THE LAST MEMO -- Dona Mae Skinner (left), reproduction operator II, is gleeful as she holds up the last Monday Memo she will ever have to duplicate. Skinner spent 18 long, hot years in a back office of University Printing duplicating 1,200 copies of the Monday Memo each week – a total of about one million copies. When asked how she felt about the change, her response? "Wa-hoo!"
THE LONG TREK BACK -- Monday Memo editor Wendel Sloan (right) struggles against the wind at the halfway point of the long trek from University Printing to the Administration Building with the last heavy batch of printed Monday Memos.
Sloan (or, whenever the weather was nasty, student assistant Shane Brown) made the long dolly-laden trips to University Printing each week to bring back the heavy hot-off-the-presses Memos.

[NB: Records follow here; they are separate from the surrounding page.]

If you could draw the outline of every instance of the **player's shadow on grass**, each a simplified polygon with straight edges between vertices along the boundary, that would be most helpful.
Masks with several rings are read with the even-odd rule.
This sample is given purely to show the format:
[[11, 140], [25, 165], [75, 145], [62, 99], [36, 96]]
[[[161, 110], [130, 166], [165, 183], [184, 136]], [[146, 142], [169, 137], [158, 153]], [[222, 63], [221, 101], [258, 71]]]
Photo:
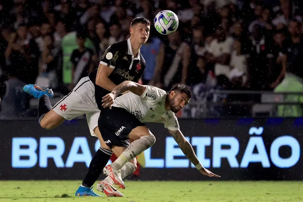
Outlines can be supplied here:
[[[61, 194], [61, 196], [59, 195], [56, 195], [53, 197], [50, 197], [49, 196], [46, 196], [45, 197], [27, 197], [23, 196], [23, 195], [20, 196], [22, 198], [28, 199], [34, 199], [34, 198], [72, 198], [73, 197], [73, 196], [70, 196], [67, 194]], [[19, 198], [16, 197], [15, 196], [12, 197], [1, 197], [0, 198], [10, 199], [13, 200], [17, 200], [19, 199]]]

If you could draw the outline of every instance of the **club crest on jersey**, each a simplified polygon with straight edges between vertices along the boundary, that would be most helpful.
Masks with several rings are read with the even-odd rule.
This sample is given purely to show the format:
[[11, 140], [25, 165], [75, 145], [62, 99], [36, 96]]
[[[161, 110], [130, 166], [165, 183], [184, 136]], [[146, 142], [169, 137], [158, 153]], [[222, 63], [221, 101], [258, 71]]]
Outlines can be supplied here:
[[59, 108], [59, 109], [64, 112], [67, 109], [67, 105], [65, 104], [62, 104]]
[[125, 69], [122, 70], [120, 69], [117, 69], [114, 72], [114, 74], [118, 74], [128, 81], [132, 81], [134, 79], [134, 77], [131, 76], [129, 75], [129, 71], [125, 71]]
[[138, 63], [137, 64], [137, 66], [136, 66], [136, 72], [137, 73], [138, 73], [139, 71], [141, 69], [141, 64], [139, 63]]
[[146, 93], [145, 94], [145, 96], [148, 98], [150, 98], [154, 100], [155, 100], [156, 99], [157, 99], [157, 96], [156, 96], [156, 95], [152, 93]]
[[127, 59], [127, 57], [126, 57], [126, 55], [125, 55], [125, 56], [123, 58], [122, 58], [122, 59], [123, 59], [123, 60], [126, 60], [127, 61], [128, 61], [128, 60]]
[[165, 118], [164, 117], [161, 117], [161, 119], [157, 119], [155, 121], [155, 122], [157, 123], [162, 123], [162, 122], [165, 122], [165, 121], [166, 120]]

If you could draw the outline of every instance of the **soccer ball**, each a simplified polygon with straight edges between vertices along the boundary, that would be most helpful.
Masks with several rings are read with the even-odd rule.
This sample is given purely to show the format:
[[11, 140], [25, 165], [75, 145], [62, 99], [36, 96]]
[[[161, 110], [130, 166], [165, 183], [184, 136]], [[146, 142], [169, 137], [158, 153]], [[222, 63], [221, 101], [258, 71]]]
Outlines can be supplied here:
[[159, 12], [154, 20], [155, 27], [160, 34], [168, 35], [177, 30], [179, 19], [172, 11], [165, 10]]

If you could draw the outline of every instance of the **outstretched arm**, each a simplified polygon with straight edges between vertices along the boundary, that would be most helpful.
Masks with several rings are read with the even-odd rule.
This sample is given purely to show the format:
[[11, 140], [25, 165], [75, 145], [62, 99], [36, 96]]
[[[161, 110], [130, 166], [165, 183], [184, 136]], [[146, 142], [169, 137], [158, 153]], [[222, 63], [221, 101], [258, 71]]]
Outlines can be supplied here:
[[168, 131], [178, 144], [179, 147], [182, 151], [186, 157], [195, 165], [197, 169], [203, 174], [210, 177], [220, 177], [220, 176], [214, 174], [207, 169], [204, 168], [199, 161], [196, 154], [193, 149], [190, 143], [187, 141], [182, 133], [179, 130], [171, 131], [168, 130]]
[[111, 108], [114, 100], [118, 95], [125, 91], [129, 91], [136, 95], [141, 96], [144, 92], [146, 87], [144, 85], [129, 81], [125, 81], [117, 86], [110, 93], [103, 97], [102, 106], [105, 108], [109, 107]]

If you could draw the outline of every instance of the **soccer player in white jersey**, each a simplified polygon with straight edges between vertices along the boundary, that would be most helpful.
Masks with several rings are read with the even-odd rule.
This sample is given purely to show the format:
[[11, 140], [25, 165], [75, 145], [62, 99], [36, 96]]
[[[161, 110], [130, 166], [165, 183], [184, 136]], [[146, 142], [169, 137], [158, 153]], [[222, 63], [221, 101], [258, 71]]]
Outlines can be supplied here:
[[[117, 97], [121, 92], [130, 92]], [[104, 97], [102, 111], [98, 124], [106, 144], [111, 148], [124, 147], [125, 150], [114, 162], [106, 166], [103, 172], [120, 188], [125, 188], [121, 169], [129, 161], [154, 144], [156, 138], [145, 122], [164, 123], [186, 157], [202, 174], [220, 177], [205, 168], [198, 159], [191, 145], [180, 131], [175, 115], [189, 101], [189, 88], [178, 84], [167, 94], [152, 86], [143, 85], [129, 81], [118, 85]], [[125, 141], [134, 141], [127, 148]]]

For those who think the sidewalks or treacherous in icy weather, try negotiating them while pulling the equivalent of a box-loaded dogsled.
When asked how he felt about no longer having an excuse for the leisurely wind-strewn strolls across campus pulling the red metal dogsled, Wendel said, "Should I ever entertain the notion of entering Alaska's Iditarod dog races, I will miss the training. But, otherwise, the cost of Ben-Gay was pinching my leisure-time budget."
BREAK FROM BACK-BREAKING WORK – Editor
DRAFT NOTICE FOR STUDENTS – Betsy Chavez (far right), information coordinator in Communication Services, had the unenviable task each Friday morning of lassoing enough students to sort and slap address labels on the Monday Memo for all three campuses and off-campus recipients-a task for which some of the students claimed that even student-hire money offered no defense against charges of unfair labor practices. Unlucky students (above, L-R) Britt Hochhausler and Colleen Wright get drafted.
THE LAST LEG IN THE JOURNEY -- Fred Chino (left) strains with both arms to lift the heavy load of Monday Memos as they begin the last leg of their distribution journey across campus and beyond. The new electronic Monday Memo can be distributed simply by lifting one finger on a mouse.
Chino, delivery expeditor for the University Post Office, and his assistants had the unenviable task of picking up and delivering the awkward sacks each week year after year – kind of unwilling Santas delivering the same gift every week to the same unsurprised households. After awhile, the milk and cookies dry up.
When asked how he felt about being relieved of the monotonous back-breaking responsibility, Fred said, "I feel that my chances of making it to Acoma--my sky city hometown--for retirement, without having to draw disability first, have skyrocketed."
So, Eastern New Mexico University says goodbye to the printed Monday Memo. While some may briefly lament its passing, most will not.
As they say, all things must pass--including the good, the bad, the ugly, and the somewhere in-between.